Irisin is involved in various metabolic pathways and is suggested to be a potential agent capable of preventing onset of Alzheimer's disease (AD) and ameliorating AD neuropathology and cognitive deficits. In the present study, the serum levels of Irisin and Amyloid-β (Aβ) peptides and the neurocognitive performance among obese individuals at genetic risk for AD were investigated. The correlations between Irisin and AD-related neuropathological and neurocognitive indices were also explored. Thirty-two individuals with a family history of AD (ADFH) and obesity (ADFH-obesity group) and 32 controls (ADFH-non-obesity group) were recruited. Circulating levels of Irisin, Aβ peptides, and metabolic biomarkers, as well as neurocognitive performance [e.g., behavior and brain even-related potentials (ERP)] were measured during a visuospatial working memory task. Although the ADFH-obesity group exhibited comparable reaction times, ERP N2 latency and amplitudes, and P3 latency as compared to the ADFH-non-obesity group when performing the cognitive task, they exhibited significantly lower rates of accuracy and smaller P3 amplitudes in the higher memory-load condition, even when controlling for the blood pressure and cardiorespiratory fitness co-variables. The serum levels of leptin, insulin, and glucose, and HOMA-IR were significantly higher in the ADFH-obesity group relative to the ADFH-non-obesity group, but this was not the case for the levels of Aβ1-40 and Aβ1-42. The Irisin levels approached between-group significance. Partial correlations adjusting for cardiorespiratory fitness and blood pressure showed that Irisin levels were positively associated with neurophysiological (i.e., P3 amplitude) performance in the ADFH-obesity group. The Irisin levels were not significantly correlated with the levels of Aβ1-40 and Aβ1-42. ADFH individuals with obesity exhibited neurocognitive deficits when performing the visuospatial working memory task, and serum Irisin levels could be one of the influencing factors. However, the relationship between the circulating levels of Irisin Aβ peptides needs more evidence to support this assumption.

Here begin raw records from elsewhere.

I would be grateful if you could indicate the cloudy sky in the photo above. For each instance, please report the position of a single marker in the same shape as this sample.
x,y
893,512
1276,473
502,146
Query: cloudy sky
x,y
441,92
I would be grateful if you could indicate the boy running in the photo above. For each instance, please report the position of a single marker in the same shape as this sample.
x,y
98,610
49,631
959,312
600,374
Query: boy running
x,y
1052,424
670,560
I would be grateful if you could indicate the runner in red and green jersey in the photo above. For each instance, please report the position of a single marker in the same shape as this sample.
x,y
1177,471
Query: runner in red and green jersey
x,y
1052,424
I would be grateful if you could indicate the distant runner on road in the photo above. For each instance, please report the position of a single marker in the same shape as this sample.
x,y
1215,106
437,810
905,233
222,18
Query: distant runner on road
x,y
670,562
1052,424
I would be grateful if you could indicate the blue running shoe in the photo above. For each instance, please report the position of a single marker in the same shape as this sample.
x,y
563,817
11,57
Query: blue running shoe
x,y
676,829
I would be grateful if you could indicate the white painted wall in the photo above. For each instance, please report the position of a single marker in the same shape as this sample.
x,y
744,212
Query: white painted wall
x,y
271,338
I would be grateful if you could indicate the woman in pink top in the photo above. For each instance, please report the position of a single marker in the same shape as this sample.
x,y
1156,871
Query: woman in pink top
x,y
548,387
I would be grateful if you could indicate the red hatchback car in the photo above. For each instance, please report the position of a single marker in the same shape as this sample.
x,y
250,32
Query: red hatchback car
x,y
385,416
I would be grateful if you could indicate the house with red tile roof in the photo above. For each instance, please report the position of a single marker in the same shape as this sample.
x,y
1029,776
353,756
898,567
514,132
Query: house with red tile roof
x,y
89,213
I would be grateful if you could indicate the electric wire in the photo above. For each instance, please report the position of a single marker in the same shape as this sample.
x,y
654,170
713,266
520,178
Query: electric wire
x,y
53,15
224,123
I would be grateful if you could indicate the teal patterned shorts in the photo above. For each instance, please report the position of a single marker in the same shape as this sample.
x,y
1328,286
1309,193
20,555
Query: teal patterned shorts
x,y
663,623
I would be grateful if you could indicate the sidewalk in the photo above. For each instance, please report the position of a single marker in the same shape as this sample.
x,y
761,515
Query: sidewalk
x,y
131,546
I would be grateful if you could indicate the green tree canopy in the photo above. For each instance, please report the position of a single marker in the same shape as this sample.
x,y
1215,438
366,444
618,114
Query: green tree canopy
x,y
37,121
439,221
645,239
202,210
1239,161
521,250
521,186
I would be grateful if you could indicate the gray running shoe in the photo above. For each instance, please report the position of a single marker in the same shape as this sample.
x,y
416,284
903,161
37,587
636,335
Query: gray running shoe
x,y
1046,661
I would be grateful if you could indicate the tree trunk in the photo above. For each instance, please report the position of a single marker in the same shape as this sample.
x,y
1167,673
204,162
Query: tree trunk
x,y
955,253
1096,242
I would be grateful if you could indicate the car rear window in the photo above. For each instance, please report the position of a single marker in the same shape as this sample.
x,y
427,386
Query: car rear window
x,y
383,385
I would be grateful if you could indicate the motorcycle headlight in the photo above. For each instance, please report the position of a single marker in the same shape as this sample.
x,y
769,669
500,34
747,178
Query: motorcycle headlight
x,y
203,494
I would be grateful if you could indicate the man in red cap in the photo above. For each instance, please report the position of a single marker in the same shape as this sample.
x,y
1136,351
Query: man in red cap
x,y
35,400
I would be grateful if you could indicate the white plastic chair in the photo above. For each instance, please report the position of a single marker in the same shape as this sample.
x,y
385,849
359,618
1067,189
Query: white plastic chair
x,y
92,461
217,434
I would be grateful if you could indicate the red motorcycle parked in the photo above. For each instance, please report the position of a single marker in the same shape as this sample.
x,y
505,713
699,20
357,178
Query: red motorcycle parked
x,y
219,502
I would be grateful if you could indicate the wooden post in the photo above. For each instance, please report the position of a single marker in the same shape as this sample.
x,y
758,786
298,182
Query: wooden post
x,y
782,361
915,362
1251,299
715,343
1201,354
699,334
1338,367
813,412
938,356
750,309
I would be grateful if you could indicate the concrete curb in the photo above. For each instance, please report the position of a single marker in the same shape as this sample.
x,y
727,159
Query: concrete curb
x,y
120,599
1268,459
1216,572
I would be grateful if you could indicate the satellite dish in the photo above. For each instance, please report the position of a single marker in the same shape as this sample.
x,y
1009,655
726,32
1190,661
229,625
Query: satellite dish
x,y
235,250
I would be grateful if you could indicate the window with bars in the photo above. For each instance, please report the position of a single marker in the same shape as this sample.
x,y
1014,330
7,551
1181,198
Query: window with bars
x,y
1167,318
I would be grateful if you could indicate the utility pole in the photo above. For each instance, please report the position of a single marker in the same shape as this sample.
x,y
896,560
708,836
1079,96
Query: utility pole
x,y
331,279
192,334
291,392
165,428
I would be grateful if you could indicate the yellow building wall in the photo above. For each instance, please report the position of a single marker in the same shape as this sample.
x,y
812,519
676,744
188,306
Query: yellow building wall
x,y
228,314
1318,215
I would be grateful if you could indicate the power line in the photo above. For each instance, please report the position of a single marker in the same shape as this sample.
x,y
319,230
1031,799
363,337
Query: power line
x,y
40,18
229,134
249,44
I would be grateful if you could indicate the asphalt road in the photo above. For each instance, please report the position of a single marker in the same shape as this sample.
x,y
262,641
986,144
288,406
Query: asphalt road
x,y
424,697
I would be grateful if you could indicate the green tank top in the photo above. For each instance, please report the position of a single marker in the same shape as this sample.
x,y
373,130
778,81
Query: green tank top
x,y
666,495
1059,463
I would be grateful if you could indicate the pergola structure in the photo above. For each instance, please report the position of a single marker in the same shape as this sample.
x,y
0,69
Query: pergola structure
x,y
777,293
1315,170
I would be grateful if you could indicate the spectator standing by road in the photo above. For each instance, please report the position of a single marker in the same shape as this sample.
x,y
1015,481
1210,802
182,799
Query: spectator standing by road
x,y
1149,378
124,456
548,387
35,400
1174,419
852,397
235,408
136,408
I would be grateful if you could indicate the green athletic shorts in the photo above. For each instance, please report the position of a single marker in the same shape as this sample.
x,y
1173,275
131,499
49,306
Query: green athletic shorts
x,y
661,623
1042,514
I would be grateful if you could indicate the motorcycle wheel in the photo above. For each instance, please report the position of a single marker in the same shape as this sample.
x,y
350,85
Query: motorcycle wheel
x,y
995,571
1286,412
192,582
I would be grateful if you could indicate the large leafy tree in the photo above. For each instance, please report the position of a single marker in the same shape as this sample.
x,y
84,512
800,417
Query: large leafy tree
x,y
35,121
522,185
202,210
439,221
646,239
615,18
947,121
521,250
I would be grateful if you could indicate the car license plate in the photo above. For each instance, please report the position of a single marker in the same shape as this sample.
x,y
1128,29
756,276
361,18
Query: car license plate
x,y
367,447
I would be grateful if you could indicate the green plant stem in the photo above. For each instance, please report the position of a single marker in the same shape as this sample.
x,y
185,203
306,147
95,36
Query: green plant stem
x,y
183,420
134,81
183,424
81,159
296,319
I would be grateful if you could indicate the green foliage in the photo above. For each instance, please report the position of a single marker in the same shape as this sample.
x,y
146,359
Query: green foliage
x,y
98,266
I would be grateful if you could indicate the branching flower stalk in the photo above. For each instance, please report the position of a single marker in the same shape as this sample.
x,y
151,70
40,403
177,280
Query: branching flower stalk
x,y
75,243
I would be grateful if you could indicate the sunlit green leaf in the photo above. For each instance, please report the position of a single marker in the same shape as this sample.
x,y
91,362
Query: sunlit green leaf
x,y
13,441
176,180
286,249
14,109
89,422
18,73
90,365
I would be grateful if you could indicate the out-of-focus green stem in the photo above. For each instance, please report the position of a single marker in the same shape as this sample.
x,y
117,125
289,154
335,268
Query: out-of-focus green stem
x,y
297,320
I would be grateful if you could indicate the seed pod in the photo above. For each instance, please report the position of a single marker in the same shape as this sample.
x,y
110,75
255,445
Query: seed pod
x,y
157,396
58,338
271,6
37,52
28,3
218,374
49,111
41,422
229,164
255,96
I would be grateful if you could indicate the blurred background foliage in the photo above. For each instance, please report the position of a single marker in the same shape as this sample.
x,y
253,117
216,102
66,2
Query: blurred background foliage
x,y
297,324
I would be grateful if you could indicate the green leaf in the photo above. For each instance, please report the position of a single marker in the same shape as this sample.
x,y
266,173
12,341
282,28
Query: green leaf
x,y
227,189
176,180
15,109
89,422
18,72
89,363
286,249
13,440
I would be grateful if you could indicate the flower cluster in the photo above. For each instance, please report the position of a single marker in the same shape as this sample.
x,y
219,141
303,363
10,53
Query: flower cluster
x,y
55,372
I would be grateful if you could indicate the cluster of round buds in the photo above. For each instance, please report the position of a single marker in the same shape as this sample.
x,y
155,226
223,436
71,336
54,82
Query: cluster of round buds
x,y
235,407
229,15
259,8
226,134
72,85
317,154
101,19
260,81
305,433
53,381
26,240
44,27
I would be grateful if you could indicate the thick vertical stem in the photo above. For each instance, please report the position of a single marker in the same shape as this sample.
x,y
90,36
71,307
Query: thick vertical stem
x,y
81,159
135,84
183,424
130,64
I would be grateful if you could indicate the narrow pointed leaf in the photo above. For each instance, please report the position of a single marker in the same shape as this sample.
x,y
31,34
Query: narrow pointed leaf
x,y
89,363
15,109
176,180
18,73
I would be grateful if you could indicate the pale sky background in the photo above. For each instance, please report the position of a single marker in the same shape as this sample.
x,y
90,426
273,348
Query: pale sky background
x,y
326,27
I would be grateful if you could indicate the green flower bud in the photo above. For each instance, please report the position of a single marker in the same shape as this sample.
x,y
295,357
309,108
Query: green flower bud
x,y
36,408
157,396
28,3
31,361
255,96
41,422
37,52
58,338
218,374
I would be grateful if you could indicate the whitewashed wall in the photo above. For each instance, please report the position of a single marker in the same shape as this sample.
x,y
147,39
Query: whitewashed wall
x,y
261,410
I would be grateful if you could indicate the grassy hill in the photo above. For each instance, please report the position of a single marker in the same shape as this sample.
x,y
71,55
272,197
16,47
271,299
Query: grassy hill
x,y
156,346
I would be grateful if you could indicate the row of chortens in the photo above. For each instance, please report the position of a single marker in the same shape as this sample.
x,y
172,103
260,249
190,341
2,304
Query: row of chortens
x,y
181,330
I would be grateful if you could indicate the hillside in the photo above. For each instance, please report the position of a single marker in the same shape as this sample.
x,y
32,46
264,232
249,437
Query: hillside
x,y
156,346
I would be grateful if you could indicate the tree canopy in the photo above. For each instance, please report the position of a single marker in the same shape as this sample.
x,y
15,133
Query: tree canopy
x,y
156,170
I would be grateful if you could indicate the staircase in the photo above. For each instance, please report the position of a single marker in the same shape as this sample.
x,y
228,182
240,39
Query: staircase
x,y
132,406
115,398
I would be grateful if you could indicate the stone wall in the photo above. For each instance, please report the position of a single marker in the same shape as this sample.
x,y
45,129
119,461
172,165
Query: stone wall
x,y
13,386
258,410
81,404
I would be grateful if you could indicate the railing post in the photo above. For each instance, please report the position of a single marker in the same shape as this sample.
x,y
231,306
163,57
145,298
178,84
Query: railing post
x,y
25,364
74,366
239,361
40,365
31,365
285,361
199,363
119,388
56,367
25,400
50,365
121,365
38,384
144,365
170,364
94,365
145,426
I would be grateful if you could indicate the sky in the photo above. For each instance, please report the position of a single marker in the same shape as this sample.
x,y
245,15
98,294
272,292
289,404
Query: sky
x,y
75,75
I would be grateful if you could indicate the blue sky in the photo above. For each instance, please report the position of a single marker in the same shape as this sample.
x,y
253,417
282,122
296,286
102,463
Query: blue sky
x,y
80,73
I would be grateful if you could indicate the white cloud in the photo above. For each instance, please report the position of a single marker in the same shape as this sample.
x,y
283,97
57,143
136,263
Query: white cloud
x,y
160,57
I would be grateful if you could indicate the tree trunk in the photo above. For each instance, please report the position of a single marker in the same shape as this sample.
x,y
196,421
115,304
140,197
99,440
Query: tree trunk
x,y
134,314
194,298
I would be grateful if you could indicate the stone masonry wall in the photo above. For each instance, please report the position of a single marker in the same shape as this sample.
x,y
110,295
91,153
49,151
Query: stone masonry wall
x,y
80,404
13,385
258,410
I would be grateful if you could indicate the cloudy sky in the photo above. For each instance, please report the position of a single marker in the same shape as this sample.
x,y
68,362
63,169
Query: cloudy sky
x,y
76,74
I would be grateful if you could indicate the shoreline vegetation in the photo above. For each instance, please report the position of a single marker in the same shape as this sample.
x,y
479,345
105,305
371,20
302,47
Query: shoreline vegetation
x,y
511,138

鸢尾素参与各种代谢途径，并被认为是一种能够预防阿尔茨海默病 (AD) 发作和改善 AD 神经病理学和认知缺陷的潜在药物。在本研究中，研究了具有 AD 遗传风险的肥胖个体的鸢尾素和淀粉样蛋白 β (Aβ) 肽的血清水平以及神经认知表现。还探讨了鸢尾素与 AD 相关神经病理学和神经认知指标之间的相关性。招募了 32 名具有 AD (ADFH) 和肥胖家族史的个体（ADFH 肥胖组）和 32 名对照者（ADFH 非肥胖组）。鸢尾素、Aβ 肽和代谢生物标志物的循环水平，以及神经认知性能 [例如，在视觉空间工作记忆任务期间测量行为和大脑偶数相关电位（ERP）]。尽管与 ADFH 非肥胖组相比，ADFH 肥胖组在执行认知任务时表现出相当的反应时间、ERP N2 潜伏期和幅度以及 P3 潜伏期，但他们在较高的认知任务中表现出显着较低的准确率和较小的 P3 幅度。记忆负荷状况，即使在控制血压和心肺适能协变量时也是如此。与 ADFH 非肥胖组相比，ADFH 肥胖组的瘦素、胰岛素和葡萄糖以及 HOMA-IR 的血清水平显着更高，但 Aβ1-40 和 Aβ1- 水平的情况并非如此。 42. 鸢尾素水平接近组间显着性。调整心肺健康和血压的偏相关表明鸢尾素水平与 ADFH 肥胖组的神经生理学（即 P3 振幅）表现呈正相关。鸢尾素水平与 Aβ1-40 和 Aβ1-42 水平无显着相关性。肥胖的 ADFH 个体在执行视觉空间工作记忆任务时表现出神经认知缺陷，血清鸢尾素水平可能是影响因素之一。然而，鸢尾素 Aβ 肽循环水平之间的关系需要更多证据来支持这一假设。肥胖的 ADFH 个体在执行视觉空间工作记忆任务时表现出神经认知缺陷，血清鸢尾素水平可能是影响因素之一。然而，鸢尾素 Aβ 肽循环水平之间的关系需要更多证据来支持这一假设。肥胖的 ADFH 个体在执行视觉空间工作记忆任务时表现出神经认知缺陷，血清鸢尾素水平可能是影响因素之一。然而，鸢尾素 Aβ 肽循环水平之间的关系需要更多证据来支持这一假设。